Kedatanganku di kampung disambut dengan hangat oleh bunda di rumah dan aku pun sangat merasakan kehangatan yang kurindukan itu. Aku pun menayakan pada bunda dimana abah, tapi bunda mengatakan abah masih di luar kota menemui temannya. bunda langsung merangkulku tanpa berkata sepatahpun.

"bunda sehat? Kok kelihatannya kurang sehat" tanyaku.
"bunda sehat kok nak, seharusnya ibu yang tanya kamu sehat apa enggak? air matanya meleleh pelan tapi pasti.
"Lo ibu kok nangis? Kenapa?"
"Ibu cuman kangen sama kau nak. Sampai sampai airmata bunda jadi keluar."
"Kan aku udah di sini buk. Jangan menangis kalo ibuk menangis aku juga ikut sedih." Aku pun juga ikut menangis.
"Bunda tak bisa menahan lagi, nak A..a..abahmu dua hari yang lalu meninggal." Kata bunda dengan nada terbatah batah.
"A..aa..aapa? bunda tidak bohong?" Aku terkejut atas perkataan bunda.
"Iyo nak abah meninggal."
"Lo ka..kaa..ta bunda abah menemui temanya?" Aku pun bertanya tersedu sedu menahan air mata.
"Maaf bunda tadi bohong. Abah sudah meninggal nak." Aku pun pingsan.
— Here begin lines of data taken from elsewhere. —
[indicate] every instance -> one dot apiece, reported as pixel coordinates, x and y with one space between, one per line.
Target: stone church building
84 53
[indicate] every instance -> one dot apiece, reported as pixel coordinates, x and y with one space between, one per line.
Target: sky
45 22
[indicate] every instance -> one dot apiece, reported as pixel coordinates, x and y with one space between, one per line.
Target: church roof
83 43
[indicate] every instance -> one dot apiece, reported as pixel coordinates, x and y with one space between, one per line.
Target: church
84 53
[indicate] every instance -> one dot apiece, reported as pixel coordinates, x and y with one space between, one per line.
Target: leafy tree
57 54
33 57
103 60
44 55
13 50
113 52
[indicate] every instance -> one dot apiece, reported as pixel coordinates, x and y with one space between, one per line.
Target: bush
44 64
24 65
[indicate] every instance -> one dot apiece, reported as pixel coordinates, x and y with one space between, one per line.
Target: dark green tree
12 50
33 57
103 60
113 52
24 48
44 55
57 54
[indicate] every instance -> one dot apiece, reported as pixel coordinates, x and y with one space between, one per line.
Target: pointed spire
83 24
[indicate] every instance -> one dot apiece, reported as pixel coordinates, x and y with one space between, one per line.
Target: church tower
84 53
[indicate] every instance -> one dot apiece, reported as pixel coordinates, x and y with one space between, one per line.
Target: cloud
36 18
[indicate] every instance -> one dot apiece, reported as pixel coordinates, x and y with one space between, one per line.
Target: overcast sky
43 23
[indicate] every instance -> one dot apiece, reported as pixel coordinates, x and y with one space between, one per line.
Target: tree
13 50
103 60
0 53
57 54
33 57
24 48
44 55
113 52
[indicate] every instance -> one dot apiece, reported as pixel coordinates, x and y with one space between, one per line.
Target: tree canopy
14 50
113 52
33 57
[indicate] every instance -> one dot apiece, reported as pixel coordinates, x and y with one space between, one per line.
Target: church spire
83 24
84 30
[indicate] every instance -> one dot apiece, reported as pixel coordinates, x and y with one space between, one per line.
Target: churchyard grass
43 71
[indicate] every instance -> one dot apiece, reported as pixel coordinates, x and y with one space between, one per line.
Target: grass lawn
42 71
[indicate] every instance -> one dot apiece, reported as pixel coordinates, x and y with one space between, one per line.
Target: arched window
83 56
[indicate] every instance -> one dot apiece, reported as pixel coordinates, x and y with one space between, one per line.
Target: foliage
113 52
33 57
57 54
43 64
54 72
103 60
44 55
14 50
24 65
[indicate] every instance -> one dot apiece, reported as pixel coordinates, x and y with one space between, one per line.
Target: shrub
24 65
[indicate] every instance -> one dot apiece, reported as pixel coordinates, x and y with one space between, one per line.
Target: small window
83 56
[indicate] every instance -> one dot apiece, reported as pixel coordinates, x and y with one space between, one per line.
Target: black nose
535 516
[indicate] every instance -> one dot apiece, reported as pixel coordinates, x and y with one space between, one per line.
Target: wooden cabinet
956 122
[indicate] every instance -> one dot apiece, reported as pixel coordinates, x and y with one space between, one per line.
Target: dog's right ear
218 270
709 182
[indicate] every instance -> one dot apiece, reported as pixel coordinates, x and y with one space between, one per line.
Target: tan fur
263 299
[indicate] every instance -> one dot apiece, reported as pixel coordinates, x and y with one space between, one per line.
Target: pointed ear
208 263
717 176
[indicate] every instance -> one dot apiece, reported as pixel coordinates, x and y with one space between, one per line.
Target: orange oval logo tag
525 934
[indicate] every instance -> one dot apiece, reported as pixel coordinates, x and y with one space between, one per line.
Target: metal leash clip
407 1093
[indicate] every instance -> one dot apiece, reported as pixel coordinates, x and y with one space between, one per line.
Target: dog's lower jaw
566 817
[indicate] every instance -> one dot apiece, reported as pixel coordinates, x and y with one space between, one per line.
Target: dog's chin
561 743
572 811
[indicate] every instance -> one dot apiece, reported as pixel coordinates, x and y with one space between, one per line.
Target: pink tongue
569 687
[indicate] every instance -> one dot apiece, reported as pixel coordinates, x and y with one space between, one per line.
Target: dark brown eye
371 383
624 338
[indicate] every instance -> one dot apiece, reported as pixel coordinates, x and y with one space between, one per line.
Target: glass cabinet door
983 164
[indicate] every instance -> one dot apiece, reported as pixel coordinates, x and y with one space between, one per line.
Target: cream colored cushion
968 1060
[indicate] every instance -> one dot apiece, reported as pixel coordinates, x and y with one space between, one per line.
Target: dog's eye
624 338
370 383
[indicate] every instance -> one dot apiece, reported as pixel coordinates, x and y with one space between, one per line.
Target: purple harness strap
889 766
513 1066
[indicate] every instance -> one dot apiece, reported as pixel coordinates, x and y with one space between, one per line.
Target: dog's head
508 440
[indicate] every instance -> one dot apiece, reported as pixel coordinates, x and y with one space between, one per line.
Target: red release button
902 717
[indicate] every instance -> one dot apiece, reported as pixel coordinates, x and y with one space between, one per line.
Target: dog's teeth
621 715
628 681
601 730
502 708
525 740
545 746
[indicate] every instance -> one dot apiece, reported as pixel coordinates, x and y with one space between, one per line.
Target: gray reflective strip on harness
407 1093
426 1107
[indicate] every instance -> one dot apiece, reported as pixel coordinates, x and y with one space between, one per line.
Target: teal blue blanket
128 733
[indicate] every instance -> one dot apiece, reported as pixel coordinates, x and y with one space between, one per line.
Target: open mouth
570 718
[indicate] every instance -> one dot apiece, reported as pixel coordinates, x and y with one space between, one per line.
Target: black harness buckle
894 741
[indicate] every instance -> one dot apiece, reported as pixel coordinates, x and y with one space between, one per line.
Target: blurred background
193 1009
Beberapa jam kemudian aku pun siuman. Dan aku melihat bunda yang duduk di sebelahku melihatku dengan wajah yang pucat memegang tanganku.
"Nak ini minum dulu." Diberikanlah aku air
"Bunda, abah mana?" Tanyaku tak percaya bahwa abah sudah meninggal.
"Kata abah, abah akan selalu ada di hatimu nak. Jangan bersedih."
"Tapi?" bunda langsung menyelah
"Abah tak mau menyusahkanmu, abah ingin kamu jadi anak yang mandiri dan pemberani. Jangan menangis dan tegarlah menjalani hidup ini."
"I.. iya bunda.. aku sayang abah dan bunda. Aku menyesal tidak pulang sebelum abah meninggal"
"Sudahlah nak. Abah pasti memaafkanmu."

Beberapa bulan setelah kematian abah. Aku mengajak bunda untuk pergi tinggal di kota bersamaku. Aku tidak mau mengulangi kesalahan itu lagi.